The pit loom, as the name suggests, is partially positioned over a pit, so that the weaver sits in the pit, and the warp is stretched parallel to the ground, and at a short distance above it.

How does the weaving process work?

There are three main actions: shedding, picking and battening; and these are common to all types of weave. Let’s start with the plain weave: that’s the weave that you’ll find in most of our selection of fabrics. The loom has two pedals (also called treadles), in the pit at the feet of the weaver. The pedals are attached to harnesses which in turn have heddles (or heals) attached to them. The harnesses hang above the warp and the heddles are suspended from them. The heddles are loops of string which have a single thread from the warp running through them. When the weaver pushes down on a pedal it raises the harness with the attached heddles which in turn raise the warp threads. Imagine that the threads from the warp are numbered. One of the two pedals raises the even numbered warp threads and the other pedal raises all the odd numbered warp threads. Pressing down on a pedal is called shedding because it creates a shed, a vertical space, between the raised and unraised warp threads. Once the shed has been opened, the weaver then has to pass the weft through it. 

The weft thread is spun on a quill, a type of spool, which is then placed inside a shuttle. The shuttle is a wooden container which is pointed at both ends, like the hull of a canoe, to allow it to slide smoothly across the warp. In the past the weaver would have pushed the shuttle through the shed by hand. These days they use what is called a fly shuttle. There are two small loose boxes at each end of the weft which the shuttle fits into. These boxes have strings attached to them which are joined together in the middle of the loom. By holding the two strings and jerking to either the left or the right, the weaver can propel the shuttle across the width of the warp into the box on the opposite side. This action is called picking.

The next job is to maintain the tightness of the weft.
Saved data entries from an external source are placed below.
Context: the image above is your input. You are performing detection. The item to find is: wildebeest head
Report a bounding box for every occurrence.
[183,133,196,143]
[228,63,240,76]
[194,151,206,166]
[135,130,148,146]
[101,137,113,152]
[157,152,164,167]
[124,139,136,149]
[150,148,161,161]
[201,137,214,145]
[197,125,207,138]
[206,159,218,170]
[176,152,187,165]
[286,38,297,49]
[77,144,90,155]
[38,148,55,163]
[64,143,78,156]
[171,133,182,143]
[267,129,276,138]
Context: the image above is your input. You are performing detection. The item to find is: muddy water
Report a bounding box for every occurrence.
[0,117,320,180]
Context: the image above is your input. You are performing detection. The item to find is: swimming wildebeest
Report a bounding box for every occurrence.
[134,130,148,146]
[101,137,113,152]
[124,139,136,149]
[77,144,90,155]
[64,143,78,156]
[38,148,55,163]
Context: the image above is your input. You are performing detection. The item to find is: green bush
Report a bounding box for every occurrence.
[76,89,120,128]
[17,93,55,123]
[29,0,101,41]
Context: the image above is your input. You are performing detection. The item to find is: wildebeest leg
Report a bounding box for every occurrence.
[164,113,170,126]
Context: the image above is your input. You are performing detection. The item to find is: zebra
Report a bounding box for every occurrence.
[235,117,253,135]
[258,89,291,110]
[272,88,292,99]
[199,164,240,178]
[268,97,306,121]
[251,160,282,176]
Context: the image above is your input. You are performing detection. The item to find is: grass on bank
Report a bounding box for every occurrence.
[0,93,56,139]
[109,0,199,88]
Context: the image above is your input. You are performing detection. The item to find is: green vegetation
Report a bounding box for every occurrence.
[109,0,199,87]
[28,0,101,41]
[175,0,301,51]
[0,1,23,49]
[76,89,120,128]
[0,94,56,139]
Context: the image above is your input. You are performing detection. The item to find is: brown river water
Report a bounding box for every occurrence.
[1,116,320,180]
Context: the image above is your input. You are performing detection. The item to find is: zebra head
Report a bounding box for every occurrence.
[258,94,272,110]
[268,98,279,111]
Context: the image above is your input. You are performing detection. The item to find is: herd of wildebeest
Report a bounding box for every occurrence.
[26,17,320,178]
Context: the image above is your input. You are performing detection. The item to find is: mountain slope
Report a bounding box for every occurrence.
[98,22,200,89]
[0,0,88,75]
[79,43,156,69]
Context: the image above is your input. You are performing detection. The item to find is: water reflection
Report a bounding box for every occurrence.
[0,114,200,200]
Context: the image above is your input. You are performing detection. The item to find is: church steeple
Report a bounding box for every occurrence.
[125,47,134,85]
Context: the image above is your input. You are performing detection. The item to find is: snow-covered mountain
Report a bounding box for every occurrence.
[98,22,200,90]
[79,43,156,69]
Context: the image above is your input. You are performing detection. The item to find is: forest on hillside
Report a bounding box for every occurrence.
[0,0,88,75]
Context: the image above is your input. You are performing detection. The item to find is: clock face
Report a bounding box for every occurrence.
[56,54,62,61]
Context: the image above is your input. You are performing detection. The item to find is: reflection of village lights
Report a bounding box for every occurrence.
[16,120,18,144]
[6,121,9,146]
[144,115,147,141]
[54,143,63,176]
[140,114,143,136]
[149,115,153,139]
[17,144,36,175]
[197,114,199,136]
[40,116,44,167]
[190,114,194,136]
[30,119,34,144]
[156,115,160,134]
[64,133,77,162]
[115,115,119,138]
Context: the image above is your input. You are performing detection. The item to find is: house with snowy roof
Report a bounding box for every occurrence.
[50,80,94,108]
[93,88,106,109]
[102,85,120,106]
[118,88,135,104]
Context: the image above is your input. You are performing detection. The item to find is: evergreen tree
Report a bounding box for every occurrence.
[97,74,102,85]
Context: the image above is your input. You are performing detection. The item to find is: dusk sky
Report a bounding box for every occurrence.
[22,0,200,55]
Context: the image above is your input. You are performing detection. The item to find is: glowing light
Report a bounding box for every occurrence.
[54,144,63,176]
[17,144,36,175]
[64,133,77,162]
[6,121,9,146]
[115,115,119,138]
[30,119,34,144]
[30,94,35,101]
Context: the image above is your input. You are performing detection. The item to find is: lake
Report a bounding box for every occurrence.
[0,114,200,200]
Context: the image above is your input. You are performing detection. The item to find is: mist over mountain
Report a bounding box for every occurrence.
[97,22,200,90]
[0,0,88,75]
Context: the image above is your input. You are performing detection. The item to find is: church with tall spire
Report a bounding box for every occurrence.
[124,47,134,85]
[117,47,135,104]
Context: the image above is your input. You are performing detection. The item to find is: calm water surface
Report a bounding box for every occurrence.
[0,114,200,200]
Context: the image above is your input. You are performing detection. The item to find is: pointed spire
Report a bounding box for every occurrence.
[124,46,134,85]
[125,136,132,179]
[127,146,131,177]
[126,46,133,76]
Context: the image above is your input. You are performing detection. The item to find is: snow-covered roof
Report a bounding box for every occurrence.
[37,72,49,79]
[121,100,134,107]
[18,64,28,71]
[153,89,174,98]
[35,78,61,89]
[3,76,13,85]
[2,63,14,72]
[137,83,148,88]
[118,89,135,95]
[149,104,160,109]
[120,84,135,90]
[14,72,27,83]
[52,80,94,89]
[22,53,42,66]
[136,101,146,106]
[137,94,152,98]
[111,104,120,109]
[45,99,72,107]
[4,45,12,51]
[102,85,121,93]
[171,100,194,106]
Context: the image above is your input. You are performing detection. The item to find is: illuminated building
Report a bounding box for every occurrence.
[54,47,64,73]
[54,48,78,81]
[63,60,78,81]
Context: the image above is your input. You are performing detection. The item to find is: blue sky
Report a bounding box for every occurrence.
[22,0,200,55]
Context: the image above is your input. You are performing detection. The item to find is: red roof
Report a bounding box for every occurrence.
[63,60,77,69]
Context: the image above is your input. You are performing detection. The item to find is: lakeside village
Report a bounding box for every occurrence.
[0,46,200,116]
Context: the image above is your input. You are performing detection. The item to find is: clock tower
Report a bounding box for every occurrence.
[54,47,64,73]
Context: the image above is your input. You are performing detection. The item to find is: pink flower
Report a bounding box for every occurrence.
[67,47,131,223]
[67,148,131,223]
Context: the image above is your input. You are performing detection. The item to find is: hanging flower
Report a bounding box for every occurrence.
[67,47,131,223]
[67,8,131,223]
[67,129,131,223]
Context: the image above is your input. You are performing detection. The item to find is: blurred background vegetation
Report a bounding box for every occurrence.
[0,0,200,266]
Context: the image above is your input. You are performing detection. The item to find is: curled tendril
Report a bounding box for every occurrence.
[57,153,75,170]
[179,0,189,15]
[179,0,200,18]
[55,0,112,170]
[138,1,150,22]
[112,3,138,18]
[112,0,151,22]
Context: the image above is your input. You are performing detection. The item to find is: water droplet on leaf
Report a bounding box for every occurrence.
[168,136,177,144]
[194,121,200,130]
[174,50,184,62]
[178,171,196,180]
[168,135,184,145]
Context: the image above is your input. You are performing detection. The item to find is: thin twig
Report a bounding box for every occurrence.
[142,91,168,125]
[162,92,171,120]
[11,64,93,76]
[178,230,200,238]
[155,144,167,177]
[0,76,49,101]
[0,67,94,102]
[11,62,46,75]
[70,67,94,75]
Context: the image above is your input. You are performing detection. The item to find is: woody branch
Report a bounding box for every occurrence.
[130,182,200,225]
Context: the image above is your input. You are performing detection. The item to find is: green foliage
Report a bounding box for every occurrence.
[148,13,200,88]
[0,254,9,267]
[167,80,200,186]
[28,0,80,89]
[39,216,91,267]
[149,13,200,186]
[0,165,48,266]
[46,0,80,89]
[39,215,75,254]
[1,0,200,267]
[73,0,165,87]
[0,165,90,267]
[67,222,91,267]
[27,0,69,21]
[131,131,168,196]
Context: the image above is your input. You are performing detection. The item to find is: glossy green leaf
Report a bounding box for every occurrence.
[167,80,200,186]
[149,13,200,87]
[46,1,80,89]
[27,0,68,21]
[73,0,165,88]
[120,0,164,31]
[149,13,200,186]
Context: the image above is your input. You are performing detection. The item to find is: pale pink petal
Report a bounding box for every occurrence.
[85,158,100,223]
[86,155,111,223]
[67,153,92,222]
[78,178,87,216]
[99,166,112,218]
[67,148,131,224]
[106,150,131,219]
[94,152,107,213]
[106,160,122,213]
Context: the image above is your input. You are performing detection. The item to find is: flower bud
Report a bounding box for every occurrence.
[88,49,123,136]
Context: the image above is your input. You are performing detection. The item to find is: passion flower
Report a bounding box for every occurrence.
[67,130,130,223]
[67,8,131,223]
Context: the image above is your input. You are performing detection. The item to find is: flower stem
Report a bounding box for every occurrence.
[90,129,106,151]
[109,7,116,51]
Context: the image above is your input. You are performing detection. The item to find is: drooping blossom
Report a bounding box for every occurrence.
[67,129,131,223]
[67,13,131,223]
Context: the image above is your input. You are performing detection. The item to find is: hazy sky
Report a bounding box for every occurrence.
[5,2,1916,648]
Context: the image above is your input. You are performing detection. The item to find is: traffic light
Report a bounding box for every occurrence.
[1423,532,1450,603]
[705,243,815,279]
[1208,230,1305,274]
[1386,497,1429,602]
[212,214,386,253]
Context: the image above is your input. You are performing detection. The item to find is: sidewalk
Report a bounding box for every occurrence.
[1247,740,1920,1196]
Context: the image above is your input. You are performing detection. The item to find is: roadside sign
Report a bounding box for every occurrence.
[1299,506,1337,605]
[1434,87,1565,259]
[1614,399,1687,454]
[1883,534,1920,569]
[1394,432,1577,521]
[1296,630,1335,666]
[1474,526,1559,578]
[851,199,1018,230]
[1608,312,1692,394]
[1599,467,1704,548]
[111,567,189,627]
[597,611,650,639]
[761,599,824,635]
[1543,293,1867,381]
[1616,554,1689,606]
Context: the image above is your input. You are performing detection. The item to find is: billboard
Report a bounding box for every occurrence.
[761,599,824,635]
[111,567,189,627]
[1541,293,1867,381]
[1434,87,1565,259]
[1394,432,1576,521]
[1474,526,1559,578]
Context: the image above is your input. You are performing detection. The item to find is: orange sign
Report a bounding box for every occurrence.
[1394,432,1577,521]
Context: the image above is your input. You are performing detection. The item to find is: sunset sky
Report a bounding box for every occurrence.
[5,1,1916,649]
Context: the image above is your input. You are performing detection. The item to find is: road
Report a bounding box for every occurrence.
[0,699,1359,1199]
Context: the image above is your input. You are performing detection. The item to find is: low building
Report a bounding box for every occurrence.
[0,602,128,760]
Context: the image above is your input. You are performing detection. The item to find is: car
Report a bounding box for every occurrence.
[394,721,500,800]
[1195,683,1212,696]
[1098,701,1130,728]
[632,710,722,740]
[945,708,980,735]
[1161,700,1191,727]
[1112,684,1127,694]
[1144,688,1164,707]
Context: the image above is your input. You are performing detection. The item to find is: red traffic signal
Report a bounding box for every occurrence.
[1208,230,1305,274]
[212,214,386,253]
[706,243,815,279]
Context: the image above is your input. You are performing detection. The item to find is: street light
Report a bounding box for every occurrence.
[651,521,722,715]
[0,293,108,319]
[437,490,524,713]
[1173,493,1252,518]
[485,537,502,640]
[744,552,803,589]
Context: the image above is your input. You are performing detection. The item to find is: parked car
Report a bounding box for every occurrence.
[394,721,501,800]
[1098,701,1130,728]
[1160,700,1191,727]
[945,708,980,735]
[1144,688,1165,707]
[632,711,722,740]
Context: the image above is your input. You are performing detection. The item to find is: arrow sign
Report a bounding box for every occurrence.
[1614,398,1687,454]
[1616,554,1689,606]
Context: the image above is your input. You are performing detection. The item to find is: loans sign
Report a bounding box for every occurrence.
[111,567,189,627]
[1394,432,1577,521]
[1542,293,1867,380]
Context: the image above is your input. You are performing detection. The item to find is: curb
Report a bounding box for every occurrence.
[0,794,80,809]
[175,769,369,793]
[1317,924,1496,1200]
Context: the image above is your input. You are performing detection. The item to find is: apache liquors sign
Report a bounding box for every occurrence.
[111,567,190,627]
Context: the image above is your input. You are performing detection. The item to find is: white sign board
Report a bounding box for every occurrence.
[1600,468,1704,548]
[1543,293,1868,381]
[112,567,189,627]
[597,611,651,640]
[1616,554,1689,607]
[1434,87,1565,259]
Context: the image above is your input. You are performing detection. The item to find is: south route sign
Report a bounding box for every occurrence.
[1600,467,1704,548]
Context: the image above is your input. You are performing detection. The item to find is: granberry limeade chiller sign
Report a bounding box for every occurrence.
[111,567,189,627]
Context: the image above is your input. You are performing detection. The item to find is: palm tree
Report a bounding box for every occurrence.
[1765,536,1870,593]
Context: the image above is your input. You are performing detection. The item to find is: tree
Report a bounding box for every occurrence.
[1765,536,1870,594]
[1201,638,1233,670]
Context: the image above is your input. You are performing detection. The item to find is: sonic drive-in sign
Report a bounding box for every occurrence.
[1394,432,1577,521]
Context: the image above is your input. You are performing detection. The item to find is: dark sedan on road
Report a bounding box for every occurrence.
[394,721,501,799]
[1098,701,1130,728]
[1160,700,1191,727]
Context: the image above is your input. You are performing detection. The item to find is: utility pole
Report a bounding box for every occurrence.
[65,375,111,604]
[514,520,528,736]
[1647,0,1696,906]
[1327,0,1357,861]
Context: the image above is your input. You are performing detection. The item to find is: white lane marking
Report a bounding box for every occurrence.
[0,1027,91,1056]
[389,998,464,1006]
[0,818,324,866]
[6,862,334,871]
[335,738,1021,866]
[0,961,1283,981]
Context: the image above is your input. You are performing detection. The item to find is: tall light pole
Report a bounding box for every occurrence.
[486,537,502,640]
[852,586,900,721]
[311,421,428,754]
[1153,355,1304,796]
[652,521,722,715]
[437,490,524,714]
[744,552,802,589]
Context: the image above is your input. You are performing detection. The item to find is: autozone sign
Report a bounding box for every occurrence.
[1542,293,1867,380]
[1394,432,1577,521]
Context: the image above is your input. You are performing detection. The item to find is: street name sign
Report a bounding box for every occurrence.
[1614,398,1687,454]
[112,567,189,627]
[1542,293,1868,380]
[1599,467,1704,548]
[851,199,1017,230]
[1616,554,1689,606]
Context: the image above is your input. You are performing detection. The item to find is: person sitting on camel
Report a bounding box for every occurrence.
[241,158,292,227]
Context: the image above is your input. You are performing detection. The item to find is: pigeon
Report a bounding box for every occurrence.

This is done through battening. The tool to perform this action is called a reed. It looks a bit like a comb. The reed is positioned across the weft, perpendicular to the warp. And it holds each thread of the warp apart. After each picking the weaver pulls the reed towards themselves. Battening ensures that the weft, after it is propelled across the warp, is tightly pressed up against the previous weft thread and ensures that ultimately the fabric ends up strong and tightly woven.

How to create different designs in the weave?

We’ve now seen how plain weave is created, but how do weavers create different effects in their work?

First of all, yarn in different colours can be used. Either the warp, the weft or both can be dyed to create various designs. In our selection we have a simple striped design where half of the warp is of blue dyed yarn. We have red fabric where the warp is dyed but the weft is undyed. This creates a pink effect in the finished product. Similarly, a grey effect can be produced by using black thread in the same way.

Another way to create a more subtle design is by changing the weave. For a plain weave every other warp thread is raised before the weft is passed through the shed. In order to produce different weaves, a different combination of warp threads is raised. For example, you can raise two adjacent warp threads, in other words two up and two down across the warp, called an irregular basket weave. This produces a fabric which feels slightly thicker and is less prone to creasing.

Another classic weave, which we also have on offer, is called twill. There are a number of different styles of twill. Generally a twill weave is notable for its diagonal lines. In order to weave twill the loom requires at least 3 pedals with each pedal raising different warp threads. So instead of alternating between two pedals, the weaver will use a repeating pattern of the pedals. For example; pedal 1 then 2, then 3. Or alternatively 1,2,3 followed by the reverse order: 3, 2, 1. There are many variations, with varying numbers of pedals. The resulting designs vary from zig zags (called herringbone) to diamond shapes.